Seventy-nine patients with benign prostatic hyperplasia (BPH) were treated with cernitin pollen extract. Patient ages ranged from 62 to 89 years (mean, 68 years). Mean baseline prostatic volume was 33.2 cm3. Cernitin pollen extract was administered in a dosage of 126 mg (2 tablets, 63 mg each), three times a day, for more than 12 weeks. Symptom scores, based on a modified Boyarsky scoring scale, uroflowmetry, prostatic volume, residual urine volume, and urinalysis results were examined before and after administration of cernitin pollen extract. Symptom scores significantly decreased from baseline, and the favorable results continued during the treatment period.
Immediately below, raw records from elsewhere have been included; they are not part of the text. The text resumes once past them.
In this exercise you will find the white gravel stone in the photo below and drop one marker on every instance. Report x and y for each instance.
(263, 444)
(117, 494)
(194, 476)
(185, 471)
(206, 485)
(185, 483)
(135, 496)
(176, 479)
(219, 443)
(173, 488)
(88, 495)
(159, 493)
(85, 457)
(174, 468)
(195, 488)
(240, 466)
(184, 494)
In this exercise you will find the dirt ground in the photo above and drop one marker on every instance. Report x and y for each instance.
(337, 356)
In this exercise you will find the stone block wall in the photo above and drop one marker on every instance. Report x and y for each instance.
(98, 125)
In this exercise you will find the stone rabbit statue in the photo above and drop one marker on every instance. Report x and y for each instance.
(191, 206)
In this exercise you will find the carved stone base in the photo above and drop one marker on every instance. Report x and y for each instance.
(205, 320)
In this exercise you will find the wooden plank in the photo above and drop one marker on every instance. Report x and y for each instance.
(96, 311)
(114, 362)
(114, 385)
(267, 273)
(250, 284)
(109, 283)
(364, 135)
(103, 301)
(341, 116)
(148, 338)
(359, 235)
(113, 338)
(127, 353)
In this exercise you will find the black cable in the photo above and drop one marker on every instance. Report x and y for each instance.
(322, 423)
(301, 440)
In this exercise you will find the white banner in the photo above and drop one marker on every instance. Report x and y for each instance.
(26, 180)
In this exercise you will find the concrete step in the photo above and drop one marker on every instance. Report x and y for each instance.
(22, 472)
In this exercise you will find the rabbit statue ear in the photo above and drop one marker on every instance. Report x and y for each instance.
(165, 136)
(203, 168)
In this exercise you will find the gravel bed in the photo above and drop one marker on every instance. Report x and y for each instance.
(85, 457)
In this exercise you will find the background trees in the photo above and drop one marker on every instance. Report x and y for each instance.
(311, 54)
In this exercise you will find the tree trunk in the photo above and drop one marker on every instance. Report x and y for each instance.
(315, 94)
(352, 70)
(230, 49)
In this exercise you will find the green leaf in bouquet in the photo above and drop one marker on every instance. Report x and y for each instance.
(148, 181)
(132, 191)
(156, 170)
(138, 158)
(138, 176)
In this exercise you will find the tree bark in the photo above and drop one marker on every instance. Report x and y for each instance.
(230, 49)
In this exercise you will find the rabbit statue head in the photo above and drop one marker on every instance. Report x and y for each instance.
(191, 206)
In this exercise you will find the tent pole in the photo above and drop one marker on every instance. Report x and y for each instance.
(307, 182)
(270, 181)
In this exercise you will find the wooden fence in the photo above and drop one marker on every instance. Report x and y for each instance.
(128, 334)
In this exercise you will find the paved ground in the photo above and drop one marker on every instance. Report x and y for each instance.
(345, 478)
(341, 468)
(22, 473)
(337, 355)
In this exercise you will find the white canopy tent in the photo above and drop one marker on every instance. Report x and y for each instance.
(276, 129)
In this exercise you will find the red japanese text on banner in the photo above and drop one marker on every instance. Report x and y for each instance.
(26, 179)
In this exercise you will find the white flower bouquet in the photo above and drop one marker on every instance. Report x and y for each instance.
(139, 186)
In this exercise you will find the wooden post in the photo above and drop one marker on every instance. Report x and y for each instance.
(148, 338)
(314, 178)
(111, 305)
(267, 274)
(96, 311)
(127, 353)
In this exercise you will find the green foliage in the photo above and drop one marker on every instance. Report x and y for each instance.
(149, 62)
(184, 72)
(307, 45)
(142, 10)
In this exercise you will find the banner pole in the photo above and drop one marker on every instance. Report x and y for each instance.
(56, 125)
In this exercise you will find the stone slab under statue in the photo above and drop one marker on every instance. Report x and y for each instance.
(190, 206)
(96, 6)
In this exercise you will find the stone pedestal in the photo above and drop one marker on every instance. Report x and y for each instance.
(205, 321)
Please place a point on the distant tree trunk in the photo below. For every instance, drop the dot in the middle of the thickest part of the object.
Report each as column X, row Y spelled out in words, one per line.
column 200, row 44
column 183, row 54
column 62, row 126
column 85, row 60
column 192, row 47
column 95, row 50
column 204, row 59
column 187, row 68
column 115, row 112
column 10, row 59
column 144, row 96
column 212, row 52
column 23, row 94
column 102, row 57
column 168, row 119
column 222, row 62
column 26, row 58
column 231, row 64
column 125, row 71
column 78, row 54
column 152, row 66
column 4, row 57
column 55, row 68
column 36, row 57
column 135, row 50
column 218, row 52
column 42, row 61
Urine maximum flow rate and average flow rate increased significantly from 9.3 mL/s to 11 mL/s and from 5.1 mL/s to 6 mL/s, respectively. Residual urine volume decreased significantly from 54.2 mL to less than 30 mL. There was no change in prostatic volume. However, 28 patients treated for more than 1 year showed a mean decrease of prostatic volume to 26.5 cm3. No adverse reactions were observed. Clinical efficacy at 12 weeks was rated excellent, good, satisfactory, and poor in 11%, 39%, 35%, and 15% of patients, respectively. Overall clinical efficacy was 85%. In conclusion, cernitin pollen extract showed a mild beneficial effect on prostatic volume and urination variables in patients with symptomatic BPH.